Please solve the problem of Binomial theory.
1) Prove that C0+4C1+8C2+12C3+……..+4nCn=1+n2n-1
Since $\displaystyle {n \choose 0} = 1$, you only need to prove the following:
$\displaystyle 4 \, {n \choose 1} + 8 \, {n \choose 2} + 12 \, {n \choose 3} + ..... + 4n \, {n \choose n} = n 2^{n+1}$
Note that:
$\displaystyle (1 + x)^n = \sum_{k=0}^{n} {n \choose k} \, x^k$ .... (1)
Differentiate both sides of (1) with respect to x:
$\displaystyle n (1 + x)^{n-1} = \sum_{k=0}^{n} {n \choose k} \, k\, x^k$ .... (2)
(Identity (2) can also be proved using a combinatorial argument)

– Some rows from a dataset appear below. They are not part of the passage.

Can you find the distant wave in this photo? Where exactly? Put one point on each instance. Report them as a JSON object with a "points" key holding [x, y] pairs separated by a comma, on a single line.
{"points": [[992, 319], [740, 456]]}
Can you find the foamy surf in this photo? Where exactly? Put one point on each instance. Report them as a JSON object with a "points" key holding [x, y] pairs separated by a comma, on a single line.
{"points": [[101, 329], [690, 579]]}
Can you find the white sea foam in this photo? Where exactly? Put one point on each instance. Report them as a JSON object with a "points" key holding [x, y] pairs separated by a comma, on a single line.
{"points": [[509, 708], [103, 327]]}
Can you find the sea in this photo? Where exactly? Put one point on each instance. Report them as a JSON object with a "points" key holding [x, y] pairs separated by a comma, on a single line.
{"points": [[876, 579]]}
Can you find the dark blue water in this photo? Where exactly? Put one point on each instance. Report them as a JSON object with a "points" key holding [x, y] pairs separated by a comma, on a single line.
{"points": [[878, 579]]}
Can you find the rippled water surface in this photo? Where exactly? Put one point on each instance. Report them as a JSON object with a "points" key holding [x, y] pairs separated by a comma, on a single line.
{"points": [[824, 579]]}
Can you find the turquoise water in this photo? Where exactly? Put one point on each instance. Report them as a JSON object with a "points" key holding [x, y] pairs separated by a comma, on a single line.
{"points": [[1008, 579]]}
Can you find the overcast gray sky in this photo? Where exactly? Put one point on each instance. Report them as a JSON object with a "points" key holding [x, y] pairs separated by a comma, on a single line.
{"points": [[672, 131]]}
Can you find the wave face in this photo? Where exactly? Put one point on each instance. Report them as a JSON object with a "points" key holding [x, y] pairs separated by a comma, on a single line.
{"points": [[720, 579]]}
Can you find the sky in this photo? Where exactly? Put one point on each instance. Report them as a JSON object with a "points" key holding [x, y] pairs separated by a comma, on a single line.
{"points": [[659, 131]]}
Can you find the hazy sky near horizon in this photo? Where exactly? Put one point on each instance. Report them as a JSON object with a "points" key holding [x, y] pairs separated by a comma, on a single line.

Now substitute x = 1 into (2). Then multiply both sides by 4 and you get the result.
Is it meant to read
$\displaystyle {n \choose 0} + 4 \, {n \choose 1} + 8 \, {n \choose 2} + 12 \, {n \choose 3} + ..... + 4n \, {n \choose n} = 1 + n 2^{n-1}$ ?
This statement is FALSE. Substitute n = 1, for example, to see this.
The correct identity is given (and a solution suggested) in this thread: http://www.mathhelpforum.com/math-he...l-problem.html
Translation:
Prove that $\displaystyle {n \choose 0} \, {n \choose 1} + {n \choose 1} \, {n \choose 2} + {n \choose 2} \, {n \choose 3} + \, ..... \, + {n \choose n-1} \, {n \choose n} = \frac{(2n)!}{(n+1)! \, (n - 1)!}$.
Three hints:
#1. Note that the right hand side is equivalent to $\displaystyle {2n \choose n-1}$. This suggests hint #2.
#2. Consider Vandermonde's Identity.
#3. Note that $\displaystyle {n \choose k} = {n \choose n - k}$.